Depuis la mise en demeure d’Airports of Mauritius Ltd (AML), le 10 septembre, vous informant qu’elle mettait fin à son bail de location, quelle est la situation ?
Comme vous le savez, on a été surpris de recevoir une mise en demeure d’AML nous sommant de vider les lieux et de «remettre le terrain dans l’état qu’il était en 2007». D’après cette mise en demeure, nous sommes appelés à démolir le bâtiment abritant le YU Lounge, le hangar et toutes les infrastructures dans lesquelles nous avons investi autour de Rs 300 millions depuis 2007, soit pendant plus de 14 ans. Cette sommation légale n’avait aucune raison d’être. YU Lounge opère en toute légalité, au vu et au su de tous.
Y a t-il eu des pourparlers entre les deux parties ?

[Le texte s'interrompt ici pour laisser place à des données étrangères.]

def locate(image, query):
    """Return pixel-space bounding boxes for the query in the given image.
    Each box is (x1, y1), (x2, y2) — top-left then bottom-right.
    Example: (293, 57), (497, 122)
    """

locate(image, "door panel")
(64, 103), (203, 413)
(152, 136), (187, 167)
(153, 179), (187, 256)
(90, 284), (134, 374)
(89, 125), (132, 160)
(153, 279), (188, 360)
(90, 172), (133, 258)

Depuis cette mise en demeure, nous avons eu des rencontres avec plusieurs parties prenantes, qui nous ont assuré qu’une solution serait trouvée très prochainement. Cependant, nous notons que, dans les faits, rien n’a évolué alors que nous recevons des demandes de réservations que nous devons refuser. Ce manque de visibilité impacte le moral de l’ensemble des collaborateurs et des clients du YU Lounge et pénalise la destination Maurice alors que nous venons d’ouvrir nos frontières et que le pays a un besoin accru de devises étrangères.
Le YU Lounge n'est donc toujours pas opérationnel?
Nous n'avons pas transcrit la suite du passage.